[FEA] Optimize Shuffle coalesce performance when handling very small sized partitioned batches
Is your feature request related to a problem? Please describe.
Currently shuffle will partition the columnar batch into partitioned batches. https://github.com/NVIDIA/spark-rapids/blob/65ec25d85503484874d3b157d4e2775159187436/sql-plugin/src/main/scala/com/nvidia/spark/rapids/GpuHashPartitioningBase.scala#L35-L47
And those partitioned batches will go through GpuColumnarBatchSerializer in GpuShuffleExchangeExec to serialize it.

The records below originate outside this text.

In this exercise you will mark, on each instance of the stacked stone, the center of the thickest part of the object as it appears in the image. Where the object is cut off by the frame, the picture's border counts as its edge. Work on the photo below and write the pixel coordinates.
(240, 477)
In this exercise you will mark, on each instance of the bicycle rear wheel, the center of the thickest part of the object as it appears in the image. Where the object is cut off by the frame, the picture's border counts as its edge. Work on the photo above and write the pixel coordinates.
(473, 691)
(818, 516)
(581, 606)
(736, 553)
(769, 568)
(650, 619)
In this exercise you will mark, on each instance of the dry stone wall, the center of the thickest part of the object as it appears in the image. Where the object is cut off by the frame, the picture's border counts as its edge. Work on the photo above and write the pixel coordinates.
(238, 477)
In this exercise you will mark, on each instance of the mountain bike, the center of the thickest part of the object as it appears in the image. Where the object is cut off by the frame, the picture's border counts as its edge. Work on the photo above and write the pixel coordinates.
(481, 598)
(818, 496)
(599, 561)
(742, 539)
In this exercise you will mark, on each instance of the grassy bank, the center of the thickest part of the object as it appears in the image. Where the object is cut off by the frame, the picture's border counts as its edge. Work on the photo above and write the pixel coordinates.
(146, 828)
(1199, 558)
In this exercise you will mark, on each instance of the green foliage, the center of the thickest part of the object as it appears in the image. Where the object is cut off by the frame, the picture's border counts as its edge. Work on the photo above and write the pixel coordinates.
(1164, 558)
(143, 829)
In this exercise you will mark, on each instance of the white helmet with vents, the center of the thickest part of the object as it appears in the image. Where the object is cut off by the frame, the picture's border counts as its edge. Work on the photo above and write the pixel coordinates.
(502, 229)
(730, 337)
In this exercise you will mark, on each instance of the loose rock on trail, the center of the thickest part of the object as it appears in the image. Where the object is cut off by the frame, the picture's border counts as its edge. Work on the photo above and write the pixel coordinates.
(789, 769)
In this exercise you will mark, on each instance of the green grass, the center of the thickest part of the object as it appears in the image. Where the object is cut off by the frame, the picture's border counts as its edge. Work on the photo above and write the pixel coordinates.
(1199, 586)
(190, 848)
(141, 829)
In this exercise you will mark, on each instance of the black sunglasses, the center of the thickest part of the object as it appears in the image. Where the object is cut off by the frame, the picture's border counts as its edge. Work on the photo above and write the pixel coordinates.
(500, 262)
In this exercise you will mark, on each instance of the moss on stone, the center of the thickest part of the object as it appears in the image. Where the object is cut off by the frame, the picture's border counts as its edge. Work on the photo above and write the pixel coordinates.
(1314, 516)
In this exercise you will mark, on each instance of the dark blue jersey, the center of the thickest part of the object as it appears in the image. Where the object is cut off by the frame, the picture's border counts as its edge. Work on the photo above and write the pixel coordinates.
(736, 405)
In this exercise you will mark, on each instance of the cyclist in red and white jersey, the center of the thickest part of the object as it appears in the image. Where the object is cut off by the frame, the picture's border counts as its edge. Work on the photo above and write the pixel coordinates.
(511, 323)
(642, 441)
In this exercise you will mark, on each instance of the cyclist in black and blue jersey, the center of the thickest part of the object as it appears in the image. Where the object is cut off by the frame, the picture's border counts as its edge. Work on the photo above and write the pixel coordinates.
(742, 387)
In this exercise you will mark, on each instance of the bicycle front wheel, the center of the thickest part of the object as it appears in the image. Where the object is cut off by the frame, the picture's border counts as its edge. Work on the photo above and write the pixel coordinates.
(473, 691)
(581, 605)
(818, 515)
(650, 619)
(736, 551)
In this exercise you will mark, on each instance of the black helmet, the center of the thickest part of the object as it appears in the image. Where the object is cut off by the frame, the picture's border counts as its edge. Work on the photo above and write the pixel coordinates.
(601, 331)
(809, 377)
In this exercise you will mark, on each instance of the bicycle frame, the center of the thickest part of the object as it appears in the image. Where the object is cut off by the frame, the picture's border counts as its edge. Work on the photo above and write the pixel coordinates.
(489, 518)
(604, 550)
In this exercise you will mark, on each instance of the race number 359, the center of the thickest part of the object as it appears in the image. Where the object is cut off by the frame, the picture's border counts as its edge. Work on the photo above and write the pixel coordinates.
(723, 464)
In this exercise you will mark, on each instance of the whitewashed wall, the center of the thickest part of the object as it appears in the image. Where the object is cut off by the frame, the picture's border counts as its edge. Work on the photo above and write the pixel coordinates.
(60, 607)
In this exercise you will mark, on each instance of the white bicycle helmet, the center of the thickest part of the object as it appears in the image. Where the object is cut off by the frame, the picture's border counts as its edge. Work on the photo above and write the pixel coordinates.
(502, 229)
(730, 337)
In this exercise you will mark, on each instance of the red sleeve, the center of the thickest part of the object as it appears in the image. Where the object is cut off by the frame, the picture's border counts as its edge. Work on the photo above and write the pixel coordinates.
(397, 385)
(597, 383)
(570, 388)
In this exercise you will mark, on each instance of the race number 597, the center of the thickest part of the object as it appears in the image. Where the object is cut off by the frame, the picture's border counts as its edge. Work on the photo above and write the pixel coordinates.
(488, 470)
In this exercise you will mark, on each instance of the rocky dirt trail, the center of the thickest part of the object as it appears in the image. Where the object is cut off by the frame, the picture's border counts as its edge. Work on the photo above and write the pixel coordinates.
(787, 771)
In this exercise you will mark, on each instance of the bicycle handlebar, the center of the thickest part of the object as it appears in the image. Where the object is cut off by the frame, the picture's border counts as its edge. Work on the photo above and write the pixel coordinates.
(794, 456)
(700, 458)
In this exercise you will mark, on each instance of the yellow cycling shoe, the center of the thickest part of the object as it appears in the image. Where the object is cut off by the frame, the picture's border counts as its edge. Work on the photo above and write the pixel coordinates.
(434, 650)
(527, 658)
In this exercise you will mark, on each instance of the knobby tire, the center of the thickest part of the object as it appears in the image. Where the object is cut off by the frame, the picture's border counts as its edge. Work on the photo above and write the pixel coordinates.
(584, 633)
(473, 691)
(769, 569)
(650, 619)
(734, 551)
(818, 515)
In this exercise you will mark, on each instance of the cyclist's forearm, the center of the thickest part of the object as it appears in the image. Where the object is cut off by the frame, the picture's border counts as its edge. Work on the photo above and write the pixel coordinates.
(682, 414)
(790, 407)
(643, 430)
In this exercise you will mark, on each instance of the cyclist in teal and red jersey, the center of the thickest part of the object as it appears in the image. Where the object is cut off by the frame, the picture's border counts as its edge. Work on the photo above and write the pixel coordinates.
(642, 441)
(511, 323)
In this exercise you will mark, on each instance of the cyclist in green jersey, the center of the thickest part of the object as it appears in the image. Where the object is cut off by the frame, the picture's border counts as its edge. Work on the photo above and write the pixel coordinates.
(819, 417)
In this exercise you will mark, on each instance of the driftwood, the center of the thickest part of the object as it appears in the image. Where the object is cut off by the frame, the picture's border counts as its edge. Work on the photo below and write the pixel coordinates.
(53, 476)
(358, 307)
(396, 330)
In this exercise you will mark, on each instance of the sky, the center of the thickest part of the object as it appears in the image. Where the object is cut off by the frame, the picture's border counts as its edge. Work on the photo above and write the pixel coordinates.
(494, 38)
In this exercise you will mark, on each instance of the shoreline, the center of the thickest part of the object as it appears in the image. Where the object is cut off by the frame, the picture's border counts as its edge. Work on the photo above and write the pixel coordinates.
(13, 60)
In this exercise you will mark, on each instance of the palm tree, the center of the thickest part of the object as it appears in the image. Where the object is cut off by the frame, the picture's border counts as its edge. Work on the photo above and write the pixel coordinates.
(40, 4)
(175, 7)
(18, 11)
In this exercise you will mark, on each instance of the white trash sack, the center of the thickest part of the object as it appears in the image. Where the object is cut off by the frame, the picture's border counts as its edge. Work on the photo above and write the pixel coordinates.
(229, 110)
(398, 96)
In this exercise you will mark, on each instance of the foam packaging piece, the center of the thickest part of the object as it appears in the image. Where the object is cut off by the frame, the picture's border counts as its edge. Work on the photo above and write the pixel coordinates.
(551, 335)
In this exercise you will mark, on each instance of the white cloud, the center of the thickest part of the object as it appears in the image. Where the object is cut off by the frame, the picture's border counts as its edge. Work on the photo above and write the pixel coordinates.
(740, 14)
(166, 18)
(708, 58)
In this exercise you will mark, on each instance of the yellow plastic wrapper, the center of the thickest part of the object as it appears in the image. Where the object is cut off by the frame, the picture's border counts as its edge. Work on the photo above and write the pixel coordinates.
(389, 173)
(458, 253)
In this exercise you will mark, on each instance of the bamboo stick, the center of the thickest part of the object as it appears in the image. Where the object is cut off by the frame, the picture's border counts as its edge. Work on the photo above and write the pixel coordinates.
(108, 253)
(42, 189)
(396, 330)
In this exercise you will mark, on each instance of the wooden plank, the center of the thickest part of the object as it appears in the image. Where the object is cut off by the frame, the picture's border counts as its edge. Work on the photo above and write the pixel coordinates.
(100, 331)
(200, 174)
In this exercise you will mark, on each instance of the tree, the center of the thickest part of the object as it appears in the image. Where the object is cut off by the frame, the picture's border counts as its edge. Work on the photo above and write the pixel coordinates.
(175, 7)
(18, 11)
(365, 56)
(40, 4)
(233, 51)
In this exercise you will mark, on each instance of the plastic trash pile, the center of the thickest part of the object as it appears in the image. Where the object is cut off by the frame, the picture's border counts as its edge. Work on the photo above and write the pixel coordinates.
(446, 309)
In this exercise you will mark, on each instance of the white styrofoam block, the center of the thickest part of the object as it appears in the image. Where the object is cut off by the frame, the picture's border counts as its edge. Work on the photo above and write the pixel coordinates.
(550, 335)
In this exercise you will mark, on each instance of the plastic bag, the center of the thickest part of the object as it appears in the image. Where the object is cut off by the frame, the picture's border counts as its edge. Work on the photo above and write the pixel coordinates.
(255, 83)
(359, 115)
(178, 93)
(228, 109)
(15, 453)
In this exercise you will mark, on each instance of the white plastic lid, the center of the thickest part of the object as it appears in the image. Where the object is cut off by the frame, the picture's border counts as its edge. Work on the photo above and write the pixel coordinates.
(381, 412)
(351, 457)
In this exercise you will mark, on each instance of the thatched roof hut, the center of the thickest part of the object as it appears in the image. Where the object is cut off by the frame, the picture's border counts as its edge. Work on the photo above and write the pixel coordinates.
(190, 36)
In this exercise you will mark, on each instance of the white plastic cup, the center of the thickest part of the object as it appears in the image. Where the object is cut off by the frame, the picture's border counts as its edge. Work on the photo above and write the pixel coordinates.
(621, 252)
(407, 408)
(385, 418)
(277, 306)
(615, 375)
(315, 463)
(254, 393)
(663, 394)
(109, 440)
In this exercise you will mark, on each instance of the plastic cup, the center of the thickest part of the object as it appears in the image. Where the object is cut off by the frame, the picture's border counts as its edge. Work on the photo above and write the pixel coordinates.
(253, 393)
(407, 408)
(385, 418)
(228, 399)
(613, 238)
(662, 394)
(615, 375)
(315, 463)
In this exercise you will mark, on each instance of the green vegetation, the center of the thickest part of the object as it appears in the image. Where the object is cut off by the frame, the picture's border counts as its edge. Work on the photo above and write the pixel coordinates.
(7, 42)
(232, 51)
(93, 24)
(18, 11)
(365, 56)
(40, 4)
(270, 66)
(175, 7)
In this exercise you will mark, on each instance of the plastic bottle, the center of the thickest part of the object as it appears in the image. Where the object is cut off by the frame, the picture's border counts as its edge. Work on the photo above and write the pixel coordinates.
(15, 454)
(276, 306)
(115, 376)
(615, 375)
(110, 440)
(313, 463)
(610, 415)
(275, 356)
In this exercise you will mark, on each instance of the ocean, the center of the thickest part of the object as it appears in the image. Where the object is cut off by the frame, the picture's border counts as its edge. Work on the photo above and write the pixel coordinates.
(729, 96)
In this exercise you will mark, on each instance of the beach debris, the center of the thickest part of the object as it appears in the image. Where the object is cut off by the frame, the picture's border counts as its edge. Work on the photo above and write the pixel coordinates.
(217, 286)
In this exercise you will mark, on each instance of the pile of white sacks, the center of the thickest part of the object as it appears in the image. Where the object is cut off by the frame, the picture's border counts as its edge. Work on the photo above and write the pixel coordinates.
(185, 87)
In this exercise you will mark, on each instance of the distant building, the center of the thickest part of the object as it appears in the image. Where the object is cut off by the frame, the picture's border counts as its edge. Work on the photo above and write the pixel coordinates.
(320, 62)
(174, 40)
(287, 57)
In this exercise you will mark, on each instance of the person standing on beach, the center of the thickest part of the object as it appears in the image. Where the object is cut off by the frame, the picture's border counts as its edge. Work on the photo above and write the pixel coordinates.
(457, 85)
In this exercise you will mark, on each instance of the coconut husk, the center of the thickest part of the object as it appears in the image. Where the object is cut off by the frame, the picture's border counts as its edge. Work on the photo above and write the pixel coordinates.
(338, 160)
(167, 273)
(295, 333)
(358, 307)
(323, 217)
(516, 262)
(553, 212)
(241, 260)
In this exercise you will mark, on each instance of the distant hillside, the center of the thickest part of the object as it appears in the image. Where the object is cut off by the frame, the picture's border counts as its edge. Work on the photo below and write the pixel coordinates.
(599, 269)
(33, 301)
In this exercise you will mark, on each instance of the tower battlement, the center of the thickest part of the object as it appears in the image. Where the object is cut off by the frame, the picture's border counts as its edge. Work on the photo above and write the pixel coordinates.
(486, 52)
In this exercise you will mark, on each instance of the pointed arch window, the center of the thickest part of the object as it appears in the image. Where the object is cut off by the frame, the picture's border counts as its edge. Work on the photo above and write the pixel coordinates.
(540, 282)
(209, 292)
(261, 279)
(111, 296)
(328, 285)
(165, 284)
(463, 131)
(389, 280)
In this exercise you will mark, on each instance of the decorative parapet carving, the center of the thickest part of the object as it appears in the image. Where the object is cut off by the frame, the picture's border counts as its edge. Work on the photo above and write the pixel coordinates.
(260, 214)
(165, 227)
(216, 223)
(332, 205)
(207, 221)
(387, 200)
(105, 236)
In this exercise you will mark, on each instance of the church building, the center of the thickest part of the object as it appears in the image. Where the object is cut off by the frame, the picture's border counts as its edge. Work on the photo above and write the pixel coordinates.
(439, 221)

https://github.com/NVIDIA/spark-rapids/blob/65ec25d85503484874d3b157d4e2775159187436/sql-plugin/src/main/scala/org/apache/spark/sql/rapids/execution/GpuShuffleExchangeExecBase.scala#L341-L344
https://github.com/NVIDIA/spark-rapids/blob/branch-24.04/sql-plugin/src/main/scala/com/nvidia/spark/rapids/GpuColumnarBatchSerializer.scala#L170-L174
And the deserialization path, using shuffle hash join as an example, it will first go through the path: deserialization -> concat+load -> filter (e.g. null filtering masking or RequireSingleBatch) to meet CoalesceSizeGoal.
https://github.com/NVIDIA/spark-rapids/blob/65ec25d85503484874d3b157d4e2775159187436/sql-plugin/src/main/scala/com/nvidia/spark/rapids/GpuShuffleCoalesceExec.scala#L213-L218
https://github.com/NVIDIA/spark-rapids/blob/65ec25d85503484874d3b157d4e2775159187436/sql-plugin/src/main/scala/com/nvidia/spark/rapids/GpuShuffledHashJoinExec.scala#L295
If we had a large number of shuffle partition number and output batch number from the preceding operator, then each partitioned batch will be very small. For example, 1GB batch size with 2000 shuffle partition number, then 1GB/2000 = 500 KB for each serialized batch. We should introduce a coalescing shuffle writer to buffering those small batches.
Also if the shuffle write total size is not big enough, saying 30MB with 8 batches while we had 2000 partition number, shuffle write side will generate 8 * 2000 total batches to go through process above. And each batch is ~ 15.36 KB. From nsys traces below, there're clear bubbles for both shuffle write and read side.
The shuffle write does have some overlap with GPU computation but since those small sized batch serialization making a long tailing time after GPU finished all his work.
And the below shown that serialization on each batch will all write offset as well as data but with lots of overhead (the yellow box "serialize batch" besides the green box "write sliced"). And with lots of small batches, the overhead of serialization getting significant while the data write itself is not that much. We should figure out a way to improve this performance issue.
On the other hand in deserialization, the first stream batch was blocked until we met the build goal. And lots of time is spent in read head + read batch with lots of iterations.
Describe the solution you'd like There're two ideas in general could help this:
- Introduce a
write side coalescemechanism before flushing out those small batches. To achieve this goal, we need to maintain some buffer to threshold the batch serialization other than immediately flushing them out. - For serializer optimization, one possible option is about leveraging Arrow's serializer to see whether we can directly serialize batch. But also exist some extra work around encryption and compression work. https://github.com/apache/arrow/blob/e52017a72735d502c3ac3323d9d1fc61a15a6ae0/cpp/src/arrow/ipc/writer.cc#L1597
- Optimize shuffle coalesce performance by some of the CPU work onto GPU. Tracked in https://github.com/NVIDIA/spark-rapids/issues/10402.
Describe alternatives you've considered AQE may not help too much as we still need the optimize both shuffle write and read with those small batches with the same shuffle partition number for shuffle write.
The GPU coalesce on the read side is tracked by #10402.